東京は雪か、いいなあなんて思っていた先週の日曜日、こちらも大雪が降りました。
ぼたん雪のようなのがどしどし降って、道は雪でうまって、それから一週間、今日の金曜日まで
毎日曇りか雨、小雪、と「家にこもるにはぴったり」の天気が続いています。

「かぼちゃ」も大詰め、コンピューターの調子は悪いながら、がんばっております。
あまりにも寒いので、一番暖かい台所で仕事をすることにしました。
窓からレンガ作りの大きな小学校が見えるので、雪景色を見ながらコンピューターに向かうのは
なかなか風流です。。

この小学校、以前5月に来た時に中を見せてもらったのだけど、ほんとにクラッシックで、、
きっとこの小学校も寒いのだろうなあ。でも子供の熱気で暖かいのかも。。

小学校の窓の奥に、カラフルな子供たちの絵や、明るい色の壁の色が小さく見えて、とてもきれいです。特に暗くなって、子供たちが帰った後、窓の明かりだけがぽっかり浮かんで見える時がいちがんきれいです。

その小学校の風景を見ながら、又はその風景に目もくれずに書いた、、原稿が、「日刊ベリタ」というサイト新聞に出ているので、ぜひ読んでみて下さい。
この4月にある“チネマ・コルト・インブラ" 、ブラ短編映画祭のことを書きました。
「日刊ベリタ」は結構かたいかんじのする、がっちりした新聞ですが、ブラから記事を送るということで海外記者にして下さいました。。ブラでは大事件は起こらないので、、時々しか書かないのだけれど非常にありがたいことです。。

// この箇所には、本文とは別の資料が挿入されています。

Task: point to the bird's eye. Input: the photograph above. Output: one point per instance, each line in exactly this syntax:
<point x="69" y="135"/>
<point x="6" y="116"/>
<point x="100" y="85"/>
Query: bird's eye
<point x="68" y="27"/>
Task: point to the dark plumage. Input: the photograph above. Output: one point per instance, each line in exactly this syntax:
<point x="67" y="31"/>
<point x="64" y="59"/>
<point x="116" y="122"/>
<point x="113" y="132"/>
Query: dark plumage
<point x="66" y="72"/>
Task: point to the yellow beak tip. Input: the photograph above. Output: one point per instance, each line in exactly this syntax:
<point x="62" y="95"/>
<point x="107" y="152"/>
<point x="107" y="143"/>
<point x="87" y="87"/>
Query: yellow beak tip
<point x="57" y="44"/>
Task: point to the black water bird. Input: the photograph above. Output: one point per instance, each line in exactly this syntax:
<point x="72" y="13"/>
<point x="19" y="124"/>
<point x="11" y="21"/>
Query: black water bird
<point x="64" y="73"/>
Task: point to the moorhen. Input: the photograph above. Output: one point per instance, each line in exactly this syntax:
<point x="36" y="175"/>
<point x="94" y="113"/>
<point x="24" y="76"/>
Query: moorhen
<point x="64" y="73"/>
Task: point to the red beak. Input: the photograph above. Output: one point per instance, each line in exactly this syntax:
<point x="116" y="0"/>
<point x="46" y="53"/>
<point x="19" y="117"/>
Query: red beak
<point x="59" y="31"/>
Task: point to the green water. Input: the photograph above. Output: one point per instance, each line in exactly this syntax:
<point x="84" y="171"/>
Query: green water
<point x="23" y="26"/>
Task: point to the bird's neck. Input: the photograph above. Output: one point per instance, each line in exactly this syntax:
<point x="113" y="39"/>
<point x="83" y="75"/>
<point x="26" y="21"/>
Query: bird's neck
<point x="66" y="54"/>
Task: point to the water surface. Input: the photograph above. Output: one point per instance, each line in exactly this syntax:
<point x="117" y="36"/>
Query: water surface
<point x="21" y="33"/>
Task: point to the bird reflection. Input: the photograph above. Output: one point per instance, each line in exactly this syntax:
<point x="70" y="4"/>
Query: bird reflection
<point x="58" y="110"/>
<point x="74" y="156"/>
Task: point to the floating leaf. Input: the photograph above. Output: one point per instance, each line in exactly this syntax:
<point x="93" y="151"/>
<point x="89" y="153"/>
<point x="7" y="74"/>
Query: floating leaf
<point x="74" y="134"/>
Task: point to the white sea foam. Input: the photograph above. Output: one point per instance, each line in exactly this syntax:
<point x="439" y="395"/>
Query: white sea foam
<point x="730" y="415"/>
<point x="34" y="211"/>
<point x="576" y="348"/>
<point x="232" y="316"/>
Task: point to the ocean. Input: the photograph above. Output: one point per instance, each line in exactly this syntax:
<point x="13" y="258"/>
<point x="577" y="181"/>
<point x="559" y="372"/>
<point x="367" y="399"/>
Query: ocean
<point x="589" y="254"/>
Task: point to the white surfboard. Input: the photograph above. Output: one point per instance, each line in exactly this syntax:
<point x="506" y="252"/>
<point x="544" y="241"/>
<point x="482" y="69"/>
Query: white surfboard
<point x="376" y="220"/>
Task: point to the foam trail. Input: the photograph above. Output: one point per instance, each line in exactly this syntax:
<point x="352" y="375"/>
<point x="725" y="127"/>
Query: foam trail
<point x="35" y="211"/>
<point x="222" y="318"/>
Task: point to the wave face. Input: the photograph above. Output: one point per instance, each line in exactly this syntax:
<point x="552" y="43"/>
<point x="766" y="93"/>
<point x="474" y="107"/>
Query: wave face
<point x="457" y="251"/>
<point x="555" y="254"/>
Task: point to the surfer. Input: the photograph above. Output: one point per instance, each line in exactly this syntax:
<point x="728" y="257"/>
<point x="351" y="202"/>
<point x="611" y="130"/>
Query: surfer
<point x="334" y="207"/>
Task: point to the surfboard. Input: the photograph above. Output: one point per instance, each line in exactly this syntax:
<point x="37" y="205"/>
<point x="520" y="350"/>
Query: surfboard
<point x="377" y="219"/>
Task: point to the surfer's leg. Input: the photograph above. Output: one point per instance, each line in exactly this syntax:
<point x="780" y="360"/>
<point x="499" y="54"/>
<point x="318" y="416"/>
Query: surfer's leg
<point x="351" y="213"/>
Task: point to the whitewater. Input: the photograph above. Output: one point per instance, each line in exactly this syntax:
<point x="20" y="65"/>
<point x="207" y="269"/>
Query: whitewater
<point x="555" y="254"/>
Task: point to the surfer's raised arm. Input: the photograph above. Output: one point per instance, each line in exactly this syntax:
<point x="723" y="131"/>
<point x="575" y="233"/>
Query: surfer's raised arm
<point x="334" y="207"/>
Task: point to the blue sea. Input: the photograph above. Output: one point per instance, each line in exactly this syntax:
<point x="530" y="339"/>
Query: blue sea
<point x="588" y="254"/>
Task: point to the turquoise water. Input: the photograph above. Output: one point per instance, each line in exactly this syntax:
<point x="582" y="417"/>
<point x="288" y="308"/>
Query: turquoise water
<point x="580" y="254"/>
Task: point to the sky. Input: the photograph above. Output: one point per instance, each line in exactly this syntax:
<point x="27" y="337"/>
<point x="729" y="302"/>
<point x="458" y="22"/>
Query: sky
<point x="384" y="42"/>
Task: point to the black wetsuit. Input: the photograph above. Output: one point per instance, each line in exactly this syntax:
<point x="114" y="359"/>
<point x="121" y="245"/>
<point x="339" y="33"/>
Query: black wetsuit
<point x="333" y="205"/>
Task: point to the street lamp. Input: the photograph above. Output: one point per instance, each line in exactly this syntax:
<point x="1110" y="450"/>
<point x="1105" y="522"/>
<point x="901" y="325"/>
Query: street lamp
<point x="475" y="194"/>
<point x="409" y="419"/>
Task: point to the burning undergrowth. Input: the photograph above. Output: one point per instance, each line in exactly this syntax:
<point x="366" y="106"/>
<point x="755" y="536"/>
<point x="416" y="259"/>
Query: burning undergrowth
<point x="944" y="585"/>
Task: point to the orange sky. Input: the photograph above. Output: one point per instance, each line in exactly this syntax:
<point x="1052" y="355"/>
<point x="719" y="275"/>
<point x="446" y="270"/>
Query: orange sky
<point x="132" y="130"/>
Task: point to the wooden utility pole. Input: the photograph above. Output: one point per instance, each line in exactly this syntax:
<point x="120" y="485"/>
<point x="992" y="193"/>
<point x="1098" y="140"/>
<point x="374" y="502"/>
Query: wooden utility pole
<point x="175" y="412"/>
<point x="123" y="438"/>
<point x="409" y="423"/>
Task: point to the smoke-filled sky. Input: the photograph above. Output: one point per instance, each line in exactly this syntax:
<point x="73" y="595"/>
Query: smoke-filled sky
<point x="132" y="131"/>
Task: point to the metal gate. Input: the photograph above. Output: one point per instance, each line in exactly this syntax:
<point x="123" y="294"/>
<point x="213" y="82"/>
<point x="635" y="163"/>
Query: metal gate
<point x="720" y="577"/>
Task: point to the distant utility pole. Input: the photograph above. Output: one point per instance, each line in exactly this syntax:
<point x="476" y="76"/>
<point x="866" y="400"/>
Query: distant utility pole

ステファノ・サルドという映画祭の中心人物が下の階に住んでいるので、インタビューも20歩ぐらい階段を降りるだけ、そう難しくないはずです。。チネマ・コルト・インブラのPRは、日本はじめアジアではなかなかできていないので、広告もかねて、記事にしようよ!という策略をステファノと立てたわけです、が、6時から、と言ってたくせに、遅刻魔のステファノ・サルドは6時半に帰って
きました。。いつものことです。。

報道記事なんて書くのは初めてだったので、結果として大変苦労しました。次の日なんとか書き上げて、、
彼の年齢がうろ覚えだったので、いやしかし、確か32歳、、と思ってそのまま書いたのが気になって、HPにアップされた日に「いくつだったっけ?」と聞いたら「明日誕生日で32歳」とステファノ苦笑。
良かった、当たってた!と私、微笑。

とにかく、たいしたことは書けなかったんですが、、(おまけに大事な「日にち」を書き忘れてます)
良かったら読んで下さい。
読者登録をしないと読めないシステムになっていて、おまけに30円かかるようになっているけれども、
おもしろい記事の多い新聞です。

ベリタHPトップ
http://www.nikkanberita.com/
記事トップ
http://www.nikkanberita.com/read.cgi?id=200401211703403


ベリタとコンピューター問題でばたばたしてるうちにもう明日は土曜日です。。

「かぼちゃ」のことはまた報告します。

今日はお昼ご飯を、電気屋さんのアルマンドのおうちに行って食べました。
いつもおうちに帰ってご飯を食べる彼は、13時位にブラを出て13時半過ぎから14時半過ぎまで食べて、15時ぐらいにお店に戻ってくるわけです。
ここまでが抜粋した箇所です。